1. Fact or Fiction: The Cavaliers will ultimately retire LeBron's jersey?
Tom Haberstroh: Fact. We're already seeing the icy feelings thaw, and last time out, we heard a smattering of cheers come from the rafters at the Q, even though he's in the midst of a three-peat quest with another team. This much is true: Time heals all wounds.
Michael Wallace: Fact. Some will never forgive or forget the way LeBron dumped the Cavaliers in 2010 free agency. But there is no denying that he's the greatest player in franchise history. For credibility's sake, LeBron's jersey deserves a place in the rafters. It might not happen anytime soon after he's initially done playing, but it'll eventually happen. Maybe not even under the current ownership, but it will happen. Spite won't last forever.

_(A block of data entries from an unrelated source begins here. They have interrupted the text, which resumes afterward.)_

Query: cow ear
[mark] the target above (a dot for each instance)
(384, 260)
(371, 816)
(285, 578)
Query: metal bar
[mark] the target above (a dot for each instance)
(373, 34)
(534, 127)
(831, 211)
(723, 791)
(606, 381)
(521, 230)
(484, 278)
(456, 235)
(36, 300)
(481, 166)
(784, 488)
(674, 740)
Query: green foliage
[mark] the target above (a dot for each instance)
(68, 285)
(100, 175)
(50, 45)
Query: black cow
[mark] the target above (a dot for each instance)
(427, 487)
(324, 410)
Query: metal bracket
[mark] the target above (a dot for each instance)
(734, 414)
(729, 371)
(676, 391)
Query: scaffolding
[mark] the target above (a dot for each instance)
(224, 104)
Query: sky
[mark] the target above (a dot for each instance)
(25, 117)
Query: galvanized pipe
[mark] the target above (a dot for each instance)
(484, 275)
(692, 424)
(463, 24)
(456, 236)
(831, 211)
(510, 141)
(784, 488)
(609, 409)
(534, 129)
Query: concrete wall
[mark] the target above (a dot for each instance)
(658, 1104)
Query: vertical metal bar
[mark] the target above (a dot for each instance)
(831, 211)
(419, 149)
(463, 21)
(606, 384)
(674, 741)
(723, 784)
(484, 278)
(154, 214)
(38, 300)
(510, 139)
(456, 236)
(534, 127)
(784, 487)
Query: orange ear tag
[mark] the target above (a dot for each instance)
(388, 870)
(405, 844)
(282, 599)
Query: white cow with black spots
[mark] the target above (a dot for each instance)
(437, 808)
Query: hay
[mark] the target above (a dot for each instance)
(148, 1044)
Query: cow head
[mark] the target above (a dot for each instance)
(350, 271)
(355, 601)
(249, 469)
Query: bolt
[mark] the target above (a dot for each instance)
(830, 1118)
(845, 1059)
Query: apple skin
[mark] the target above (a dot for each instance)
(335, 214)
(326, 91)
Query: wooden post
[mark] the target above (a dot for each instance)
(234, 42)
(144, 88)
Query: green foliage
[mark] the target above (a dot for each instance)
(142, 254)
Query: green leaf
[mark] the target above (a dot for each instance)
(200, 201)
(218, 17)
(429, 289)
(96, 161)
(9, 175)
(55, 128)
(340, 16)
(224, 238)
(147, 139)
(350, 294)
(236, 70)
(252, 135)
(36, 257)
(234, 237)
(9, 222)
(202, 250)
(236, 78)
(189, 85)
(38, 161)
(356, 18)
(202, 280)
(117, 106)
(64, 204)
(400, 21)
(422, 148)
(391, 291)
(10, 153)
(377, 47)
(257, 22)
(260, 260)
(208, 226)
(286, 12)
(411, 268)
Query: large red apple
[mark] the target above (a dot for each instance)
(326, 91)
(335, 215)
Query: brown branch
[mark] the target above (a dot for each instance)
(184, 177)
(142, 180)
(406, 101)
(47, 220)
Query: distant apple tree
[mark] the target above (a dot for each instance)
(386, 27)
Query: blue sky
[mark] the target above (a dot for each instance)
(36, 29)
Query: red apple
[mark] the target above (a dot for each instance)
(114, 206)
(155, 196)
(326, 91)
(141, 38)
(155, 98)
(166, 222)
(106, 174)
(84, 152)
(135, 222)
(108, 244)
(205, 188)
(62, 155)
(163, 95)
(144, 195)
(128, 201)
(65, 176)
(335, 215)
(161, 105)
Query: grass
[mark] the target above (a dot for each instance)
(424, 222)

Brian Windhorst: Fact. And if he comes back and plays for them someday, even if it's at the end of his career, they may even build him a statue. They do that in Cleveland; the Jim Thome statue is being unveiled soon and Thome didn't win two MVPs.
2. Fact or Fiction: Greg Oden should remain a starter for now?
Haberstroh: Fact. Erik Spoelstra is experimenting with lineups, and this is the time to do it. His team is as healthy as its ever been and may ever be, so it makes sense to get into the lab and see what they have. If it doesn't work, they still have a month to get back to the original plan. Consider this the Heat's 82-game preseason.
Wallace: Fact. I've suggested for weeks now that the best way to ensure Oden has any sort of regular role is to start him in short stints in the first and third quarters. The Heat need to find out relatively soon exactly what they have in Oden. He's still very, very rusty and foul-prone. And it's obvious that Indiana already has a comfort level with where Andrew Bynum stands. Meanwhile, there remains some guess work and wishful thinking with Oden. Let him start for a week and see where he truly stands right now.
Windhorst: Fact. The Heat won doing it, even though he had no impact, and Shane Battier said there's some benefits for him coming off the bench. Anything to try to jump start Oden, whose progress has flatlined.
3. Fact or Fiction: LeBron's fourth-quarter production remains a problem?
Haberstroh: Fiction. It's not there yet, but if it lingers for another couple of weeks, it'll dip into "problem" territory. It's been awhile since LeBron played next to a fully healthy and fully confident Dwyane Wade, so this is a transition for him. It's probably shaken up the Heat's ecosystem, but LeBron is too good to let Wade's aggressiveness throw him off long term.
Wallace: Fiction. Not as long as Wade is healthy and productive, and role specialists such as Ray Allen can knock down shots down the stretch. LeBron has seen a major dip in his scoring and responsibilities in the fourth quarter as of late. But as long as he's willing to attack and facilitate as opposed to standing idly by, this will only be a passing phase forgotten about by the time the playoffs get going.
Windhorst: Fiction. I don't believe it's a problem, I believe it's a snag in the season, and he and the team will work it out. Their track record in this area is rather strong.